JACKSON, Miss. — Mississippi officials will target as many as 158,000 students who have completed some college courses, but no degree, under a new program encouraging them to go back to school.
The state will launch a Complete 2 Compete website on June 26 to urge people to finish community college or university degrees.
College Board trustees gave preliminary approval Thursday to a framework that will allow Mississippi’s eight public universities to develop adult degree completion programs for students who have earned more than three years’ worth of credit but have been out of school for more than two years.
Census figures show 29 percent of Mississippians older than 25 have a two-year or four-year college degree, but another 23 percent attended college and never earned a degree. Gov. Phil Bryant, who is backing the effort, said when it was announced in November that a better-qualified workforce would help the state’s economy and raise incomes.
Each university will be able to tailor the program to its individual needs. Universities will be able to disregard previous failing grades. They will also be able to award credit for career technical courses, evaluations of prior knowledge or training, or student-demonstrated competencies. Students will need a C average to graduate, and will have to earn at least one year of credits through the university awarding the degree.
Casey Turnage, director of policy and strategic initiatives for the College Board, said the state departments of Human Services and Employment Security are giving money to launch the program. Turnage said the state aims to provide financial aid to people who are returning to school. The money could be used to cover remaining costs after returning students apply for other kinds of financial aid, or even be used to pay off debts that former students may still owe to colleges or universities.

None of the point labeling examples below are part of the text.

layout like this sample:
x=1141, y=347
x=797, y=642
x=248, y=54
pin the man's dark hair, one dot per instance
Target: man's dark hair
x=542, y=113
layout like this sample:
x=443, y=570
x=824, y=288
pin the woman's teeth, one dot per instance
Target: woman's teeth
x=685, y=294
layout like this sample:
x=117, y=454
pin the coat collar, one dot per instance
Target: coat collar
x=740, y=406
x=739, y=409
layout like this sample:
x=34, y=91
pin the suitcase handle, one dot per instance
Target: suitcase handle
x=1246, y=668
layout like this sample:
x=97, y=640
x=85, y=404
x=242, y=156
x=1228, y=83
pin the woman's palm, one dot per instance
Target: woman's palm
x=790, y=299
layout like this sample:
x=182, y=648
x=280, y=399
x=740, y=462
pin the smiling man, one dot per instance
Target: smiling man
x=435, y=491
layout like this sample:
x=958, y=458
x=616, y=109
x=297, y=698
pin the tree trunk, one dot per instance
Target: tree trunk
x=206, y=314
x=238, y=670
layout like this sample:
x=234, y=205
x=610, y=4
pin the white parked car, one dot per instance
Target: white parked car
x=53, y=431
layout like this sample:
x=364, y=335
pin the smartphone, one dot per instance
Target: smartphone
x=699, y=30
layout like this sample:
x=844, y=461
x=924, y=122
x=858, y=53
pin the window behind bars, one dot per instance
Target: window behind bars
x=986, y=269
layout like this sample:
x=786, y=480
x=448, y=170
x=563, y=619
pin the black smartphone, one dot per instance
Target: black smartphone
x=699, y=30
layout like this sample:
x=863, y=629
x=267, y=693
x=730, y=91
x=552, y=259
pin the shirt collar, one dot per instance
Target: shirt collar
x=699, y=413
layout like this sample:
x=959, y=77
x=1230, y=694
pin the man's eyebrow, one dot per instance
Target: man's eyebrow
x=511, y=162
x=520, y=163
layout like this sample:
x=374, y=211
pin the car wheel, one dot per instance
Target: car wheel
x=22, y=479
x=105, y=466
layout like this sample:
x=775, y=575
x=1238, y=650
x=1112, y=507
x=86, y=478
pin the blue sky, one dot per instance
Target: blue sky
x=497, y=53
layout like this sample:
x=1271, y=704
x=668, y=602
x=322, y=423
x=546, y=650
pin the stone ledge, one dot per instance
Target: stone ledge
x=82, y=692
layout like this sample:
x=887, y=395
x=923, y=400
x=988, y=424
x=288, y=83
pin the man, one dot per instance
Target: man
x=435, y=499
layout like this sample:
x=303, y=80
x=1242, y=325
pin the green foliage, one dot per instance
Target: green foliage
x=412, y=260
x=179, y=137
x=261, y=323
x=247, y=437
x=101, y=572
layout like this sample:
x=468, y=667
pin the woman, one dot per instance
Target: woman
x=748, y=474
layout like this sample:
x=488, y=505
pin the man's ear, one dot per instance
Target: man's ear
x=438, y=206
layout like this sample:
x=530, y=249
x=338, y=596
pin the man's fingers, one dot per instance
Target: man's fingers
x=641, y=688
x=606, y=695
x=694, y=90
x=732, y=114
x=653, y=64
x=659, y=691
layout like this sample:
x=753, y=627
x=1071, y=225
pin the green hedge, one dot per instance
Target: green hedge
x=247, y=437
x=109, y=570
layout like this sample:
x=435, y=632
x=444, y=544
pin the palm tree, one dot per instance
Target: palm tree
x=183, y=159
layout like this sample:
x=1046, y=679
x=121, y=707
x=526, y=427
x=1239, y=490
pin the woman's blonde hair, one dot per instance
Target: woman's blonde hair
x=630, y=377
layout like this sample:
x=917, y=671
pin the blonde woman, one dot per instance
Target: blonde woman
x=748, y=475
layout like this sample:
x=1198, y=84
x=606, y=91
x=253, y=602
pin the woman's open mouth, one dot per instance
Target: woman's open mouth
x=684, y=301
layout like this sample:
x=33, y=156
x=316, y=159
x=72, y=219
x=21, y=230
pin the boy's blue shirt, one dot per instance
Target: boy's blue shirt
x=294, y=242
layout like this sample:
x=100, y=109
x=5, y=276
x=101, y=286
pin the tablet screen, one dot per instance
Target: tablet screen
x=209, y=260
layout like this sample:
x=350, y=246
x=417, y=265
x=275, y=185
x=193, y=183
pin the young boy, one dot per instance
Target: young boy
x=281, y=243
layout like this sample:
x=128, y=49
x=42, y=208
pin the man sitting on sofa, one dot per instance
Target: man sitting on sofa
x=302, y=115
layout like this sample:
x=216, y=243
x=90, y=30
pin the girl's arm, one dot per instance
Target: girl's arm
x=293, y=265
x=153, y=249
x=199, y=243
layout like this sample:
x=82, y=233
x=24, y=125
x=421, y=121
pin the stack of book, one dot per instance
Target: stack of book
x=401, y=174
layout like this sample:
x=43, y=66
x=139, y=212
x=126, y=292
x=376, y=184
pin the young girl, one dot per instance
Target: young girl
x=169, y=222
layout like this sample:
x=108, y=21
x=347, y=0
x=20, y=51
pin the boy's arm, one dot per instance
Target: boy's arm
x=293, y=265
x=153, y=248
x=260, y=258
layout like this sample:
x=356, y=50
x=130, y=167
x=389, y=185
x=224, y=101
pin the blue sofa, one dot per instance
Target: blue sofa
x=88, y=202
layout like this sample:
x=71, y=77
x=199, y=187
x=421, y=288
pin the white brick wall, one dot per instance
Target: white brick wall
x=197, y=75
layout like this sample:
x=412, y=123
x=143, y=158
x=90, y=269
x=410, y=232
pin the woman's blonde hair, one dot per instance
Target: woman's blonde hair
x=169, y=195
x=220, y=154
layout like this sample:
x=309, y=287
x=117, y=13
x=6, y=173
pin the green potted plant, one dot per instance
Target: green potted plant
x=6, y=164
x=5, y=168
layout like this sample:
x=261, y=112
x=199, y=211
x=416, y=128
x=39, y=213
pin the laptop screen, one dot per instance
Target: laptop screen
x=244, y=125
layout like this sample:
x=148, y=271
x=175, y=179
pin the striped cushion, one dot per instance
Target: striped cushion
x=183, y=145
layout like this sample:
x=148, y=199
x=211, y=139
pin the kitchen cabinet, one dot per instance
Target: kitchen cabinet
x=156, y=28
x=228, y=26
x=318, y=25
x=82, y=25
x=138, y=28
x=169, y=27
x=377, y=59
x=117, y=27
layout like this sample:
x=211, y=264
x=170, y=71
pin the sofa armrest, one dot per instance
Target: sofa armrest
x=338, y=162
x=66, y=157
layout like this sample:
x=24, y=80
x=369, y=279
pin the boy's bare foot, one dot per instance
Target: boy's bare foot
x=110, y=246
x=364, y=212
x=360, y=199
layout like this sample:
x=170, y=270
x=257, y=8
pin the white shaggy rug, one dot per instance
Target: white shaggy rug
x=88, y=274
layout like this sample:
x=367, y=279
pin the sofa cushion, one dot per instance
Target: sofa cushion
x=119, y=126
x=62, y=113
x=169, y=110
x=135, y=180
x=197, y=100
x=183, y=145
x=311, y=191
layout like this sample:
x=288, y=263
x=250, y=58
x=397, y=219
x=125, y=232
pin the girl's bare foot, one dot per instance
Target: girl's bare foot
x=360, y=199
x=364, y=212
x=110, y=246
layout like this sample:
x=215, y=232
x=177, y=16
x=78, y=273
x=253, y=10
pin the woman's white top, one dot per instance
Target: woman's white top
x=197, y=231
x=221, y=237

Turnage said the 158,000 people that universities and community colleges will target had left college in the last 15 years without completing their degrees.
She said as many as 30,000 people have two years’ worth of academic credit and may be eligible to receive an associate’s degree without further classwork. Some of those people started at a community college and later transferred to a university, but their degrees can be awarded through a reverse transfer back to a community college. Turnage said as many as 2,300 people have four years’ worth of academic credit and may be eligible to receive a bachelor’s degree without further work.
When officials first launch the website, they plan to target 10 percent of the students who could get a degree without further coursework as a pilot effort to make sure their processes are ready.